3.1. L'autorité attaquée confirme l'existence d'une distribution dissimulée de bénéfice (ou prestation appréciable en argent) en application de la lettre-circulaire du 3 février 2009 de l'Administration fédérale des contributions concernant les taux d'intérêt 2009 déterminants pour le calcul des prestations appréciables en argent (ci-après: la lettre-circulaire 2009, publiée in Archives 77, p. 645 ss, consultable à l'adresse http://www.estv.admin.ch/bundessteuer/dokumentation/00242/00383/ index.html?lang=fr). Cette directive classe les prêts ("avances") accordés en francs suisses aux actionnaires ou aux associés de la manière suivante:
au minimum:
 2 ½ %
+  ¼ - ½ % *
 2 ½ %
 * 
- jusqu'à et y compris
CHF 10 millions: ½ %
- au-dessus de
CHF 10 millions: ¼ %
Comme la recourante présente à son bilan des capitaux étrangers portant charge d'intérêts, le prêt qu'elle a accordé à son actionnaire a correctement été classé par l'Administration fiscale dans la catégorie des avances "financées au moyen de capitaux étrangers" (chiffre 1.2 de la lettre-circulaire 2009). En conséquence, le taux d'intérêt déterminant pour l'existence d'une prestation appréciable en argent se calcule par référence aux intérêts payés par la recourante elle-même ("propre charges"), à quoi s'ajoute un pourcentage de 1/4% [recte: 1/2%], le prêt accordé étant inférieur à 10 millions de francs. Le taux d'intérêt déterminant ainsi calculé s'élevant à 3,941% en l'espèce, la différence entre ce dernier taux et le taux effectivement appliqué par la recourante (2,5%) est dès lors constitutive, selon la Cour de justice, d'une prestation appréciable en argent.

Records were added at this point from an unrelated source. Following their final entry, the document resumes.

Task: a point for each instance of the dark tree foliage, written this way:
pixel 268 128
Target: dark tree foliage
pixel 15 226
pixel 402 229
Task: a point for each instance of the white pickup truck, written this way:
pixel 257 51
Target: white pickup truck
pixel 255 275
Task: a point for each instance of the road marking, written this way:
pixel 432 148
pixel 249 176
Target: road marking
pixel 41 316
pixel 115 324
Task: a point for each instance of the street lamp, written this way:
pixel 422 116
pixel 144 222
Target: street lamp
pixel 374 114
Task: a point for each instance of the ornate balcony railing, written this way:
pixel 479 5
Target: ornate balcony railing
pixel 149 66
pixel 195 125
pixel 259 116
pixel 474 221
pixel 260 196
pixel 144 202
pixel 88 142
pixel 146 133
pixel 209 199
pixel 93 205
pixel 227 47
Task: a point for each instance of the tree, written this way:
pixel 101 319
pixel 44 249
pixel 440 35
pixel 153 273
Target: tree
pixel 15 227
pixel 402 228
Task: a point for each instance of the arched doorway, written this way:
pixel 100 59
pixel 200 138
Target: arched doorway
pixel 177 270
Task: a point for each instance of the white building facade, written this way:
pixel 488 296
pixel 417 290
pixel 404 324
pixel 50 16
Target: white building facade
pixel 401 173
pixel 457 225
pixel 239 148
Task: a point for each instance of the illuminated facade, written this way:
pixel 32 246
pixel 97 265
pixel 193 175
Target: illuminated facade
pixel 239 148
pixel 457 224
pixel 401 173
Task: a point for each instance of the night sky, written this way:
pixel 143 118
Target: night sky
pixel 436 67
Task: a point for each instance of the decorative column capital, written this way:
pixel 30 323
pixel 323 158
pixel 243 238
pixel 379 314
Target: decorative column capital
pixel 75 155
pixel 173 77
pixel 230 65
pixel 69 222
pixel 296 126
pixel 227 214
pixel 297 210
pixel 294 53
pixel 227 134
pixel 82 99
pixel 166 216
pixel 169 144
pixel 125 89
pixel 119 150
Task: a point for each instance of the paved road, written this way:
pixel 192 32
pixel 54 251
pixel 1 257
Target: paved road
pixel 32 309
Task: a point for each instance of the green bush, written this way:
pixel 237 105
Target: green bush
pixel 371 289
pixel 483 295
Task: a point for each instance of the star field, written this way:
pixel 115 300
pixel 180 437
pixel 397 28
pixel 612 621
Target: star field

3.2. La recourante soutient qu'il faut appliquer de façon nuancée la lettre-circulaire 2009 dans les cas qu'elle qualifie d'"intermédiaires" qui concernent des sociétés qui, comme elle, sont débitrices d'intérêts sur des capitaux étrangers et qui présentent par ailleurs des fonds propres suffisants pour financer un prêt à un actionnaire. Elle relève que ses dettes sont de nature hypothécaire et que le bénéfice qu'elle a réalisé en 2009 lui a permis de payer l'entier de la charge d'intérêt y afférente. Elle en déduit que le taux d'intérêt de 2,5% prévu par la lettre-circulaire 2009 pour les avances financées au moyen des fonds propres doit s'appliquer dans son cas, nonobstant l'existence de capitaux étrangers à son bilan. Elle ajoute que si elle avait placé les fonds prêtés à son actionnaire auprès d'un établissement bancaire dans les mêmes conditions, soit, selon ses allégations, à vue et retirables en totalité en tout temps, ce placement n'aurait été rémunéré qu'à un taux d'intérêt de 0,25%, de sorte que la comptabilisation d'un intérêt de 2,5% l'avait enrichie, ce qui démontre également l'inexistence d'une prestation appréciable en argent.
 Impôt fédéral direct
4. Aux termes de l'art. 57 LIFD, l'impôt sur le bénéfice a pour objet le bénéfice net. Selon l'art. 58 al. 1 LIFD, le bénéfice net imposable comprend notamment le solde du compte de résultats (let. a), ainsi que tous les prélèvements opérés sur le résultat commercial avant le calcul du solde du compte de résultats, qui ne servent pas à couvrir des dépenses justifiées par l'usage commercial (let. b). Au nombre de ces prélèvements figurent les distributions dissimulées de bénéfice et les avantages procurés à des tiers qui ne sont pas justifiés par l'usage commercial (let. b 5ème tiret).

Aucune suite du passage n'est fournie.